公務員という言葉から、どういうイメージを連想するだろう。横並び意識・クビにならない・頑張りすぎない……仕事をするにあたって、熱血という言葉が似合わない。私はそんなイメージを持っている。今回のプロフェッショナルは、そんな私の意識をさくっと裏切った。今回のゲストは地域の再生のプロ、内閣府地域再生事業推進室企画官・木村俊昭。

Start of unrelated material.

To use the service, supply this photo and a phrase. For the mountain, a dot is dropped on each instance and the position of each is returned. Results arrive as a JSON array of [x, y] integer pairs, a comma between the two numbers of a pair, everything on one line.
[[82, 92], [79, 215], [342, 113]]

木村は内閣府で働く役人だが、もとは小樽の地方公務員。地域を活性化するためにあらゆるアイデアを捻り、周りを巻き込み、実現していった。彼の仕事の流儀は「ばかもの」であること。溢れるほどの情熱と行動力をもち、最後まで突き進むヒトのことだという。
彼のばかものぶりを証明するエピソードがある。小樽で、世界の職人をあつめて技を競い合う場を作ろうと企画したときのこと。
「(競い合う場を)作りましょうと言った時に『ビル・ゲイツも職人の1人です。ぜひ来ていただきましょうよ』って言ったら周りはシーンとなって」
シーンとなるだろう。誰もが、まずそんな多忙な大物が小さな街に来てくれるはずがないと考える。茂木健一郎は、
「もう絶対に思いつかないですね、そんなこと。普通のコンピュータ関係の人の考える発想とは全く違いますね」
とコメント。考えたとしても恥ずかしくてだれも提案できないだろう。
しかし、ばかものであるということは、常識にとらわれた考え方をしないということなのだ。彼はビル・ゲイツにメッセージを託した大漁旗を送り、アプローチをした。結果、多忙のため本人は来られなかったが、マイクロソフトの副社長が訪問したという。
「出来るか・出来ないか」を考えるのではなく、したいことがあれば「どうしたらそれを実現できるのか」を考える。ジャンルを問わず、成功するかしないかはここにあるように思う。むかしは「ばかになる」とはどういう意味か分からなかったが、その意味が、最近なんとなく分かってきた。